Obviously when you place the <meta name="robots" content="noindex"> tag on a page, you expect that the page will be spidered, but not indexed. But if Google keeps no data about that URL, they will never "remember" anything about that URL, and will return every few minutes to "discover" the content, again and again.
However, when you think about it, Google must keep a copy of that page internally so that they can tell when the content has changed, and so that they know where that page links to, and so that they know the index/noindex status of the page.
Such a page should never appear in search results, ever. Well, now they do, and in very large numbers; all (so far) marked as Supplemental Results, and with cache dates from a year ago.
It appears that something in their system is forgetting to check the index/noindex status of the pages in their database and is showing them all in the SERPs whatever their status.

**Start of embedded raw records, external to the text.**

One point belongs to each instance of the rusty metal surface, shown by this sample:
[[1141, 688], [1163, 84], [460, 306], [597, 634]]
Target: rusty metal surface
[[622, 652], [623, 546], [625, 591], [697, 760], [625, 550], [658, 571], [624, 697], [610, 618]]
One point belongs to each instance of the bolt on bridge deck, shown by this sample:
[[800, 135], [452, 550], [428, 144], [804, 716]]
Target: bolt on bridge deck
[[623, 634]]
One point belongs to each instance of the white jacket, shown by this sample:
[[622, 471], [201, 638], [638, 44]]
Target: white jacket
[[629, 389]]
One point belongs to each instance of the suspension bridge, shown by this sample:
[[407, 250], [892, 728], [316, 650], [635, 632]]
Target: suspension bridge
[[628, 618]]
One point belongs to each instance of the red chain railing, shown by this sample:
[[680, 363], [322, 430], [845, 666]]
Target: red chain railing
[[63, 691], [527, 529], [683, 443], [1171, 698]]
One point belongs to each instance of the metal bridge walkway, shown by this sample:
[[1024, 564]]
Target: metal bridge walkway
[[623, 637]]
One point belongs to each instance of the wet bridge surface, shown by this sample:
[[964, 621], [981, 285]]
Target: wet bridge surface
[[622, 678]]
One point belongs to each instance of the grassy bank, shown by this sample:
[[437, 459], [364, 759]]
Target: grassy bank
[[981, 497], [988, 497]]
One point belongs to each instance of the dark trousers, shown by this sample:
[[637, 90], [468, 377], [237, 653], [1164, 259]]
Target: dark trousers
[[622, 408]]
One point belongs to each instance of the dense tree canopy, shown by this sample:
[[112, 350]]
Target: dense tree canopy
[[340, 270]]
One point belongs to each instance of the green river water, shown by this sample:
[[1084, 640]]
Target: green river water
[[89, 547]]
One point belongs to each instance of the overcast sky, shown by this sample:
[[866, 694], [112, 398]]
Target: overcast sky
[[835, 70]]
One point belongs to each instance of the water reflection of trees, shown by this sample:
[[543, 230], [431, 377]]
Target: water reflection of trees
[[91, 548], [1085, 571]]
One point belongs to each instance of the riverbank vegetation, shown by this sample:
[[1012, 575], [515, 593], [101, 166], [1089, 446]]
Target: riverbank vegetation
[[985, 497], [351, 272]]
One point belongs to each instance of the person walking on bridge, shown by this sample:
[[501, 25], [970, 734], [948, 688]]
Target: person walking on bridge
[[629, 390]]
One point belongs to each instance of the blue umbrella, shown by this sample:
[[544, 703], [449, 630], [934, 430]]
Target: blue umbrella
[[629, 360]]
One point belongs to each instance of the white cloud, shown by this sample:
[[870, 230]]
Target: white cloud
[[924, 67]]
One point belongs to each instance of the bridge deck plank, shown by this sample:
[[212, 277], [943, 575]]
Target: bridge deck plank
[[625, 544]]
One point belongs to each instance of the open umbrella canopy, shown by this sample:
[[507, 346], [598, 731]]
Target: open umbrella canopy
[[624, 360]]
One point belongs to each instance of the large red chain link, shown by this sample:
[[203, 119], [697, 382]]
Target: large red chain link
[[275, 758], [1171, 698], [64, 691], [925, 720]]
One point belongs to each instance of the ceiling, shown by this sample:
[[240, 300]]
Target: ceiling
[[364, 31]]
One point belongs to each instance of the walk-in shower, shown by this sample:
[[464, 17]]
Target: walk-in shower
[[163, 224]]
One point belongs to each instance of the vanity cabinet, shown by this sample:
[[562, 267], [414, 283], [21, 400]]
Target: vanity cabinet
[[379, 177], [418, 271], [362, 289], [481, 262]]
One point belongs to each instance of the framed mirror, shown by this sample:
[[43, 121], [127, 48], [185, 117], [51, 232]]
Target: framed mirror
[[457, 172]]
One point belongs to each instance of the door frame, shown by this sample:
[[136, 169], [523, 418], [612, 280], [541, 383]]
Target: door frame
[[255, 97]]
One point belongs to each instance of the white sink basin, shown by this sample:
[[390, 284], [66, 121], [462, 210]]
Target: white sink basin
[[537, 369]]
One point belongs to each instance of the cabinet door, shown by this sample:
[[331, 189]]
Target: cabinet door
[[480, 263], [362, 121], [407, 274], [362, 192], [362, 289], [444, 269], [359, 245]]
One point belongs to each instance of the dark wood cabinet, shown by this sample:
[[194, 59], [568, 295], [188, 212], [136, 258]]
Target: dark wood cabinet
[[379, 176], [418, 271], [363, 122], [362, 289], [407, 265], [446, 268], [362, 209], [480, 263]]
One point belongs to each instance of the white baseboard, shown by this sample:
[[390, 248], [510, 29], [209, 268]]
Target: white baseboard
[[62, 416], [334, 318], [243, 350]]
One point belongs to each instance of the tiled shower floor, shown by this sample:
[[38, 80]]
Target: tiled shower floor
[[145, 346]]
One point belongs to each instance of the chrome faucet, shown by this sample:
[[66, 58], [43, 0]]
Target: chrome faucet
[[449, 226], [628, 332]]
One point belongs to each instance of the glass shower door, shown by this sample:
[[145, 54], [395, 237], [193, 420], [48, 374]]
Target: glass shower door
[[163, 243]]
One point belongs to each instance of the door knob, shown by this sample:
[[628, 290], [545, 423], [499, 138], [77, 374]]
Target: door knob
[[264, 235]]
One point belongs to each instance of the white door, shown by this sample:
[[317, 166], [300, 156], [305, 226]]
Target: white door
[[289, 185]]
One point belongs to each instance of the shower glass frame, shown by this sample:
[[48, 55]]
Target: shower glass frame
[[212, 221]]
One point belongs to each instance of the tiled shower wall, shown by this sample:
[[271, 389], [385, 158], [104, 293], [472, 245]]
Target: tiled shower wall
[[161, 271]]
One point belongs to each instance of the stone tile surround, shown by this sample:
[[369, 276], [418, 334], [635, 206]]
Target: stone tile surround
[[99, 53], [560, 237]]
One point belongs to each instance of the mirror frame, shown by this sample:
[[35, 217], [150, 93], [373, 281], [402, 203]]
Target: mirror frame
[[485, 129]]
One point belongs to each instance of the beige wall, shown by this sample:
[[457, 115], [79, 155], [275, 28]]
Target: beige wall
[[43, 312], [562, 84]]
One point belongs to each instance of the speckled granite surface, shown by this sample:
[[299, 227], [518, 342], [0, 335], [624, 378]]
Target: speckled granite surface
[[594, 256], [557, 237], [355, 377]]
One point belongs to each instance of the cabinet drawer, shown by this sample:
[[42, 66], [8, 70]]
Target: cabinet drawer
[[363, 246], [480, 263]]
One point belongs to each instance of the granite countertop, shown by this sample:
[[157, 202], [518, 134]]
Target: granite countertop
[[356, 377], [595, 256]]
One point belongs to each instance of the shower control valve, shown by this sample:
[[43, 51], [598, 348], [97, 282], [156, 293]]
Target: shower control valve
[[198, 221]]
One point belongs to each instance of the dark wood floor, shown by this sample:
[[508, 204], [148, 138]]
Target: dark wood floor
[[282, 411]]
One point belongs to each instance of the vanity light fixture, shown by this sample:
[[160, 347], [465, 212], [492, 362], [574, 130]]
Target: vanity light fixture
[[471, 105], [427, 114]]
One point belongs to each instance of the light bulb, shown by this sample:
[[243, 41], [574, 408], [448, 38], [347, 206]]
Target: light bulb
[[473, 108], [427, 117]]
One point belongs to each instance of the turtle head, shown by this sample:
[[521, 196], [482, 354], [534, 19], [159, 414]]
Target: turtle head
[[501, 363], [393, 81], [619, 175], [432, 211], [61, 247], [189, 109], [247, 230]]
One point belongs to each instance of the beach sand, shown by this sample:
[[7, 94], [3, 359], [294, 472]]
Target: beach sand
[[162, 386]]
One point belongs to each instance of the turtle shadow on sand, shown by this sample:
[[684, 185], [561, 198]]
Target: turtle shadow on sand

I first noticed this yesterday; but found it on some searches that I have not done for several months. I have no idea how long this bug has been showing up... it could be several months.
In the two hours since I started the note above, the number of my pages Google reported knowing dropped from "about 8640" to "about 297" which is about what it should be. Now if it will just STAY that way...
G* still delivers some annoying SUPPLEMENTAL RESULTS for some searches but that does seem to be getting better.
I had a set of results last week that implied Google was ignoring noindex and treating nocache as noindex.
I wonder if it's a parser bug.
Also, when I exculde a certain portion from my site from being indexed using robots.txt, it goes to supplemental.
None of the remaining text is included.